For several days Faulkes Woods has called me. Over the past few days I have seen eagles in unlikely places and at unlikely times – very early morning before sunrise. Right over Coe College and along Mcleod Run by 42nd St. Today is more mild than other days and a storm is predicted to come in this weekend. Finally, I “gave it up” and pulled on heavy clothes and boots, grabbed my camera and trek pole and struck out.
The obstacles are NOT insurmountable.
The metaphor was readily apparent. The first hillside was crisscrossed with fallen trees – many not there just a month ago. So, I wound my way around, over and past the logs and branches to the top of the ridge. “The obstacles are NOT insurmountable,” was the clear message in my mind. The ground was hard underfoot and not that fun to navigate.
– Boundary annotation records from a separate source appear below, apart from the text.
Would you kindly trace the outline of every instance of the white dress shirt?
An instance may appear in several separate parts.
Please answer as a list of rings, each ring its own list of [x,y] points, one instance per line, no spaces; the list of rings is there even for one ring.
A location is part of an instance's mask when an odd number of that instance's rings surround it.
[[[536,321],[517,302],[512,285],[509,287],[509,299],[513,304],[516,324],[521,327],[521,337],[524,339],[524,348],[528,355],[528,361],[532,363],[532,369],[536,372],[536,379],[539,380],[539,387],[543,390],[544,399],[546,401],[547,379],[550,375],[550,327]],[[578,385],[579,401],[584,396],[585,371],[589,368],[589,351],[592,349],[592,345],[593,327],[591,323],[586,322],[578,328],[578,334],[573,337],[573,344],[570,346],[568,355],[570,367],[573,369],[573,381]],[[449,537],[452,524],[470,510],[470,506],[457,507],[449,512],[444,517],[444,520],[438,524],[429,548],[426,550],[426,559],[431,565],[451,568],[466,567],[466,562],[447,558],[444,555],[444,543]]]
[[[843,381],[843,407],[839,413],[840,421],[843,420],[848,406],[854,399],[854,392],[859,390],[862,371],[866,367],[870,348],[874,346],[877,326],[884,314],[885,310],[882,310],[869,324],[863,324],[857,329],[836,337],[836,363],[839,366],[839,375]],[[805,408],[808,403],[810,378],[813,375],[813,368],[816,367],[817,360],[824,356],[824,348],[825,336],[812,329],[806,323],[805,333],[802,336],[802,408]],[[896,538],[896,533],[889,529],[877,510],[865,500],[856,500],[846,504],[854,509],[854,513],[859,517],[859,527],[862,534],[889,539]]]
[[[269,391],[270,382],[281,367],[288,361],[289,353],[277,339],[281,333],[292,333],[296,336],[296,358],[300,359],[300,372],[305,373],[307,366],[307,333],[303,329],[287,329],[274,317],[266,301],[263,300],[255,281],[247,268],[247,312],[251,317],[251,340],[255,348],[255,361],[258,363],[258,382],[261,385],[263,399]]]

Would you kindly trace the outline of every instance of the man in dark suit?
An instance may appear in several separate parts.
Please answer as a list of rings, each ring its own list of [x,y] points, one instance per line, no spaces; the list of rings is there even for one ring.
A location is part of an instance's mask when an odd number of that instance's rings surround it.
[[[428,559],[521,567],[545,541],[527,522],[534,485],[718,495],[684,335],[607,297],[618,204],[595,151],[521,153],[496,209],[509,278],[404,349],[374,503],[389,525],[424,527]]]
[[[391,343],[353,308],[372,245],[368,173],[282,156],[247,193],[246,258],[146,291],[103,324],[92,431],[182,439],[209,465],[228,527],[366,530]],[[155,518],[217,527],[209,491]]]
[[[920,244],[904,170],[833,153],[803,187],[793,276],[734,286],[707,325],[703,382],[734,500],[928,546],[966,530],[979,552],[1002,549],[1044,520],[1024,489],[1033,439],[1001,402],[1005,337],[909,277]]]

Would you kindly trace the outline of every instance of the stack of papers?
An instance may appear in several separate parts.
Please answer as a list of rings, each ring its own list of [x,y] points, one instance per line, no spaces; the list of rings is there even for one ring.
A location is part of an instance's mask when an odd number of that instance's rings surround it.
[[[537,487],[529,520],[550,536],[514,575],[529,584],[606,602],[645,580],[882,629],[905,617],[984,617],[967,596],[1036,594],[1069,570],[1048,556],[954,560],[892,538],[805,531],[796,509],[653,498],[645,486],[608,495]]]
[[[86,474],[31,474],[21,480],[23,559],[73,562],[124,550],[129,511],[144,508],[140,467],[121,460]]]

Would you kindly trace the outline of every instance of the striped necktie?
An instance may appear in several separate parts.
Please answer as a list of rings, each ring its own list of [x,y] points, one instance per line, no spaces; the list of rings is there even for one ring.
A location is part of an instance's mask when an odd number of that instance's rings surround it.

I had to keep my eyes to the ground a lot, but looked up and saw ahead of me the deer run.
Go around is best.
Soon, another metaphor of awareness as I approached a “widow maker,” a fallen tree lodged in other trees. While the possibility of the tree falling at the very moment I chose to walk under it are remote, to go around is more reasonable. So, what did I do? Took a chance as the words, “It’s best to go around,” formed across my mind’s eye. And, “You know better, Mrs. Patterson. You are experienced in the woods – and life.” The rest of the way down to the Creek I circled the widow makers and on the way back, I gave that particular one wide berth.
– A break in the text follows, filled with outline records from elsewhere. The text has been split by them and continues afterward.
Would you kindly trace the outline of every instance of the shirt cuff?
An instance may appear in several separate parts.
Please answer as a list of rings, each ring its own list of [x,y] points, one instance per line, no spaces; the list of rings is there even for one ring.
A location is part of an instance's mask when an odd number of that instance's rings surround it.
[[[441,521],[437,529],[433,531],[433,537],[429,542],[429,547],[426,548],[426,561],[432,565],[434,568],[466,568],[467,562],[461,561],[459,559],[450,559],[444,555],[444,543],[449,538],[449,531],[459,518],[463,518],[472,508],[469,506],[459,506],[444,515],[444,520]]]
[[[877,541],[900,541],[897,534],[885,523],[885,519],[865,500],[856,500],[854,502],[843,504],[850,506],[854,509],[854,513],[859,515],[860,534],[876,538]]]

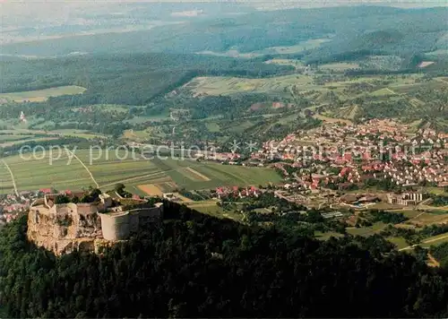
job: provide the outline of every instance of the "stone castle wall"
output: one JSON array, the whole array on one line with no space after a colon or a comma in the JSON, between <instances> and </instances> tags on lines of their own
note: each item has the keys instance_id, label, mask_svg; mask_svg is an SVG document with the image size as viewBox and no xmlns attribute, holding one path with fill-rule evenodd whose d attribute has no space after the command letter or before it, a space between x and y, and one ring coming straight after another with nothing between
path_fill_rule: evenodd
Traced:
<instances>
[{"instance_id":1,"label":"stone castle wall","mask_svg":"<svg viewBox=\"0 0 448 319\"><path fill-rule=\"evenodd\" d=\"M123 212L99 213L103 237L107 240L123 240L136 233L140 227L161 219L163 206L139 208Z\"/></svg>"},{"instance_id":2,"label":"stone castle wall","mask_svg":"<svg viewBox=\"0 0 448 319\"><path fill-rule=\"evenodd\" d=\"M55 204L31 207L28 214L29 240L56 254L96 250L98 242L127 239L142 225L161 219L163 206L99 213L95 204Z\"/></svg>"},{"instance_id":3,"label":"stone castle wall","mask_svg":"<svg viewBox=\"0 0 448 319\"><path fill-rule=\"evenodd\" d=\"M56 211L57 207L57 211ZM79 213L73 203L31 207L28 214L27 236L37 246L56 254L89 250L102 238L101 222L96 212Z\"/></svg>"}]
</instances>

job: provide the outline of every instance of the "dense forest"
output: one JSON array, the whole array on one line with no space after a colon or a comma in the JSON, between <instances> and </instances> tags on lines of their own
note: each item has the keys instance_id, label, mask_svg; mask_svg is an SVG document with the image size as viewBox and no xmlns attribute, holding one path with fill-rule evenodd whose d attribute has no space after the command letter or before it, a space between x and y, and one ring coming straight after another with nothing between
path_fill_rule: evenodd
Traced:
<instances>
[{"instance_id":1,"label":"dense forest","mask_svg":"<svg viewBox=\"0 0 448 319\"><path fill-rule=\"evenodd\" d=\"M0 237L8 317L446 317L447 273L378 237L318 241L165 203L162 225L61 258Z\"/></svg>"}]
</instances>

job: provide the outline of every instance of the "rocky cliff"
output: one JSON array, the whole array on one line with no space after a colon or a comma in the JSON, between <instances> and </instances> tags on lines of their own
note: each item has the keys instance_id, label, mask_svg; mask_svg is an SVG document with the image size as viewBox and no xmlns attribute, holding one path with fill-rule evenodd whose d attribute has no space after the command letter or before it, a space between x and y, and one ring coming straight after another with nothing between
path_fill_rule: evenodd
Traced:
<instances>
[{"instance_id":1,"label":"rocky cliff","mask_svg":"<svg viewBox=\"0 0 448 319\"><path fill-rule=\"evenodd\" d=\"M28 215L29 240L57 255L98 249L104 241L98 213L80 213L74 204L57 206L54 211L42 206L31 208Z\"/></svg>"}]
</instances>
The full force of the northwest wind hit me as I crested the ridge above the Creek. The noise of the wind and the By-pass were deafening. Slipping down to the middle of the ridge I made my way laterally upstream. I found first one, then more, winter ravaged turkey feathers – the primary and secondary flying feathers that must take quite a beating all year long. That is why the turkeys shed them and keep making new ones. Then, I looked up just as an eagle soared past, circled back, wove an intricate pattern in the wind and waited until I offered thanks and let it know, “I am a safe person.” Remembering a conversation with WTD about not just looking at the small and of eagles – And, how I had been focused on the ground gathering the feathers; Of being high, looking ahead, getting a large view. “Remember to look high.” “You may not have the details exact but you have the basic intuitive gist.”
The new nest high in the tree rocking in the wind.
On to the Eagle nest which is in a slender tree that rocked in the wind. I’m not sure the choice is better than the old dead elm. And, the sticks are every which way! Goodness, what a mess! And, another tree down. This winter has been hard on the trees and by extension the animals that use them.
Returning I thought about how we take basically the same route down and back. But, then realized that we have explored other routes to and from. Essentially, with a few exceptions, they are less compelling. To the west we enter the ravine and contend with the Japanese Barberry. A scourge if ever there were one. To the east is rough terrain, but in spring delight beckons as the woodland shooting stars bloom. And, the den hole – what ever creature lives there is elusive and intriguing. Like life, we have pursued different paths, and realized that some are more productive than others. Another metaphor. And, recalling Terri W’s words, “Don’t get distracted,” I guess it is OK to follow basically a familiar path as long as I don’t out of hand dismiss other options when they present themselves. Rich had an option presented to him Friday and I asked him to just allow it to “be there.” And, I shared the metaphors of my walk in Faulkes Woods. But, for now, he is discouraged about the difficulty getting the changes at the Center to move forward and manifest. I would like to be “Reiki Masterish” about this, but at times I am absolutely not. Perhaps as Lauren Artress of Veriditas has written, whatever happens in the labyrinth is OK. Perhaps, too with being a Reiki Master. All does not have to be nor will be “love and light” although we do sincerely try to project that into the world to overcome the darkness and negativity. All we can do is extend and the other(s) can choose to accept or not as meets the highest good – and their ability to recognize and accept that. (Getting way too philosophical here. It was “only a walk in the woods.”)
The feathers fascinated me and I studied some closely when I returned to the house. Split shafts. Dirt embedded in the rachis (groove) of
the quill. Tips worn. In the middle bent barbs, rendering the feather less effective for flight. All together, though, perhaps the turkey needed to shed the feather, but the woodland creatures find it useful for bedding and calcium and however else they use it.
Wax On and Wax Off. Faulkes Woods Called and reminded me – I am on the right path.